The term "RNA world" was first used by Walter Gilbert to refer to a hypothetical world before DNA, in which RNA was the dominant replicating molecule. In a recent review, Thomas Cech discussed three RNA worlds, the first being the primordial world before life as we know it, the second consisting of all the current functions of RNA, and the third is the world of custom-designed and engineered RNA molecules, with a host of new functions. This blog post will examine the first RNA world, with the second and third, hopefully, to be discussed at later times.

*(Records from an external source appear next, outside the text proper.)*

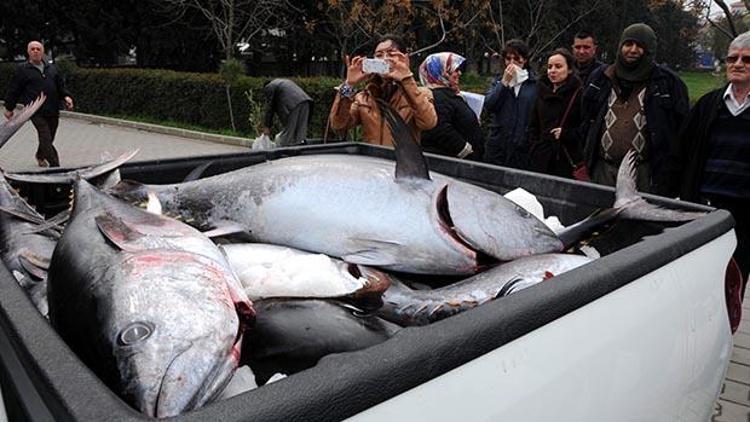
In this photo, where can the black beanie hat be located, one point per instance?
(644, 36)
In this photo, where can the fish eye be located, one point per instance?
(135, 333)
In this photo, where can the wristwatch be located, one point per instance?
(347, 90)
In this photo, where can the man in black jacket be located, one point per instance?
(292, 105)
(716, 147)
(584, 49)
(32, 77)
(635, 104)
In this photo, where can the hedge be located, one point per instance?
(192, 99)
(196, 99)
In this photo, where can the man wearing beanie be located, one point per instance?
(635, 104)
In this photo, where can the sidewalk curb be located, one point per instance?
(148, 127)
(165, 130)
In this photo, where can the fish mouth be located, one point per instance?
(369, 297)
(480, 259)
(176, 382)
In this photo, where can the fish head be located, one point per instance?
(174, 330)
(492, 224)
(370, 296)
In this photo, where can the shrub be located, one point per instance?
(196, 99)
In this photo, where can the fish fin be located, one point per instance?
(129, 190)
(226, 228)
(197, 172)
(99, 172)
(632, 206)
(23, 215)
(410, 162)
(508, 286)
(29, 264)
(106, 180)
(117, 231)
(10, 127)
(373, 252)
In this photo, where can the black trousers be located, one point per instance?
(740, 209)
(46, 127)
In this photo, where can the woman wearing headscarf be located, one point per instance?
(553, 134)
(457, 132)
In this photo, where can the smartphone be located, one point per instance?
(379, 66)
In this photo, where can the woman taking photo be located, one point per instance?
(457, 133)
(553, 138)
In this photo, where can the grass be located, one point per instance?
(179, 125)
(699, 83)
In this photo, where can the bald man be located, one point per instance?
(32, 77)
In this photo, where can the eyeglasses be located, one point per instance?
(734, 59)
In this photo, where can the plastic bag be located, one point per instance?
(263, 142)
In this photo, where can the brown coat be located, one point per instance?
(413, 103)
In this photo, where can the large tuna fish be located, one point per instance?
(270, 271)
(11, 126)
(291, 335)
(149, 303)
(405, 306)
(25, 245)
(354, 208)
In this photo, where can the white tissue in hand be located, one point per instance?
(520, 77)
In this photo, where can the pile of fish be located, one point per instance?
(164, 314)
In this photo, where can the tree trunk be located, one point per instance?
(229, 102)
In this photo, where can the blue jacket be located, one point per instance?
(506, 145)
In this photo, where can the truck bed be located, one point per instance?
(639, 334)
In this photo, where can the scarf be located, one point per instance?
(435, 70)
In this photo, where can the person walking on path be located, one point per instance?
(397, 87)
(32, 77)
(457, 133)
(584, 50)
(716, 148)
(635, 104)
(509, 100)
(287, 100)
(555, 117)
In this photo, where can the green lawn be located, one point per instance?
(700, 83)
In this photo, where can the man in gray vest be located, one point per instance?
(287, 100)
(635, 104)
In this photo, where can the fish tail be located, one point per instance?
(631, 205)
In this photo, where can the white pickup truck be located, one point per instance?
(640, 334)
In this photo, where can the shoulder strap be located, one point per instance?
(570, 105)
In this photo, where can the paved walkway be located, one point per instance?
(80, 142)
(734, 401)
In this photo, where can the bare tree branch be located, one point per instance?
(578, 18)
(728, 14)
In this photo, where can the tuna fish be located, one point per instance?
(148, 303)
(405, 306)
(270, 271)
(354, 208)
(25, 245)
(292, 335)
(11, 126)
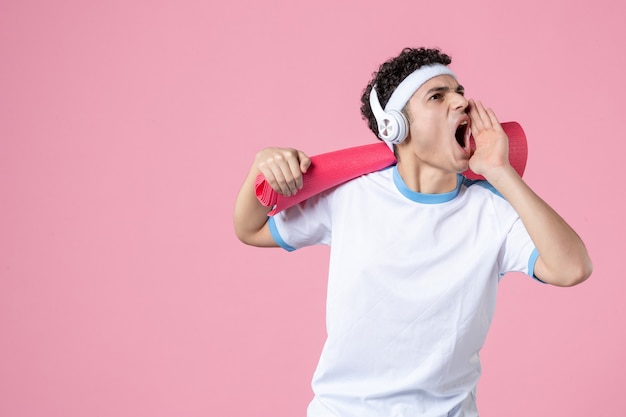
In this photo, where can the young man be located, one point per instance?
(417, 250)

Early molecular biologists envisioned mostly a DNA and protein world, in which DNA was the store of genetic information, while proteins provided structural support and did all the work. RNA was seen as mostly an intermediary that aided the translation of DNA information into protein sequences. This neat division started to crack when it was revealed that some viruses use RNA as their genome. David Baltimore and Howard Temin further confused the issue when they showed that RNA could function as a template for the synthesis of DNA through reverse transcriptase.

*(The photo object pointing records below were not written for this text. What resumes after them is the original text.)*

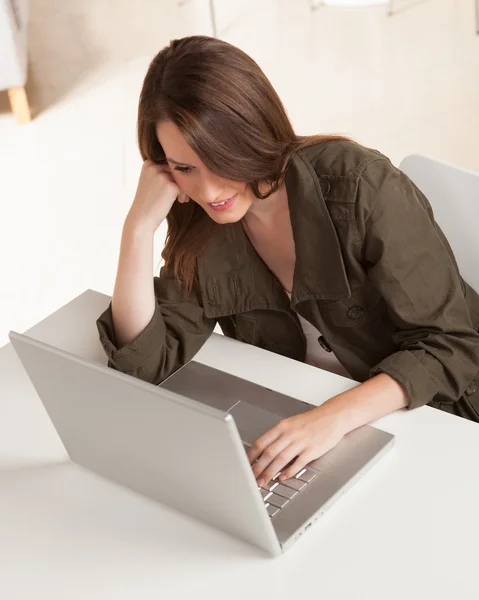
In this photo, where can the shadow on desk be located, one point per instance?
(63, 504)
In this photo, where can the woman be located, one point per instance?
(313, 247)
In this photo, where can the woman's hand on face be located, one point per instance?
(156, 193)
(306, 436)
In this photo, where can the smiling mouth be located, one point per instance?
(224, 204)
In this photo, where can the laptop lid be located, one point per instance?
(158, 443)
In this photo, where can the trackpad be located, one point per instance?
(252, 421)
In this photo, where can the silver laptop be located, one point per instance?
(183, 442)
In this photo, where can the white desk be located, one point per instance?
(408, 529)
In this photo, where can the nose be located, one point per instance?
(212, 188)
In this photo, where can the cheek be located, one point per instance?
(185, 184)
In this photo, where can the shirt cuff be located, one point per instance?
(136, 353)
(407, 370)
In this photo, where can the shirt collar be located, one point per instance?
(234, 279)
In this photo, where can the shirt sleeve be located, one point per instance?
(175, 333)
(410, 262)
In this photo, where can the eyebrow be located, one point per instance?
(178, 163)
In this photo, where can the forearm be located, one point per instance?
(367, 402)
(133, 301)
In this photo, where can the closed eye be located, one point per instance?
(185, 170)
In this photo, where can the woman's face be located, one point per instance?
(224, 201)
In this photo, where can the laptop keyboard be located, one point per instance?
(277, 495)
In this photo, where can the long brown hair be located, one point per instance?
(232, 118)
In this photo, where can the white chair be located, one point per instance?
(454, 196)
(13, 55)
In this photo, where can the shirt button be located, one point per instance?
(356, 313)
(472, 387)
(324, 344)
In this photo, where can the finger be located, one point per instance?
(298, 465)
(263, 442)
(282, 459)
(269, 455)
(182, 198)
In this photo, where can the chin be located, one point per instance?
(228, 216)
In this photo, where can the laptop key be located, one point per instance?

Things became more complicated still in the 1970s and 1980s when various catalytic functions of RNA were revealed, such as self-splicing RNA transcripts. Francis Crick had suggested in 1968 that the early ribosome may have been composed entirely of RNA. Later analysis of modern ribosomes revealed that the peptide bond is formed in the central core without the aid of protein catalysts. Taken together, the evidence seems to suggest that DNA and proteins may be relatively recent inventions of clever RNA molecules.
In vitro experiments have shown that certain RNA oligonucleotides can serve as templates to direct the spontaneous, non-enzymatic synthesis of complementary strands, given the availability of sufficient 5' triphosphate nucleotides. Poly-G non-enzymatically directs the synthesis of poly-C, for instance. All that is needed, really, is an RNA molecule that promotes, in some fashion, its own synthesis. From there, Darwinian natural selection can start working, leading eventually to the vast storehouse of genetic information represented by life on Earth. The process need not be too efficient at first, since there would be no nasty degradative enzymes floating around in the primeval soup.
A greater problem, perhaps, is from whence are derived the nucleotide triphosphates? Pyrimidines and purines have been found in meteorites and are probable prebiotic components, but not so the triphosphate building blocks of RNA. Matthew Powner and colleagues have shown a means to create activated pyrimidines under plausible prebiotic conditions.
Yarus has suggested a very simple sequence might be the Initial Darwinian Ancestor; something like the ubiquitous dinucleotide co-factors still in existence, nicotinamide-adenine dinucleotide (NAD) or flavin-adenine dinucleotide (FAD).
Lincoln and Joyce have demonstrated the replication of two complementary RNA ligases, each of which catalyzes the formation of the other. Given the availability of suitable substrates, the reaction could, in theory, continue indefinitely.
Of course, at some point the replicating molecule would have to be compartmentalized to make a proto-cell. Fatty acids will self-assemble to make micelles or vesicles. Schrum et al. have followed up suggestions that vesicles could spontaneously form in the hollow channels found in rock surrounding thermal vents. They have found that fatty acid vesicles form at the ends of capillary tubes and can retain RNA or DNA oligonucleotides at temperatures between 0 and 100 degrees Centigrade.
Synthetic biology has a ways to go before a soup of minimal components, lipids, nucleotides and amino acids, spontaneously assembles and starts growing and dividing. But the gap between laboratory chemistry and biology is shrinking.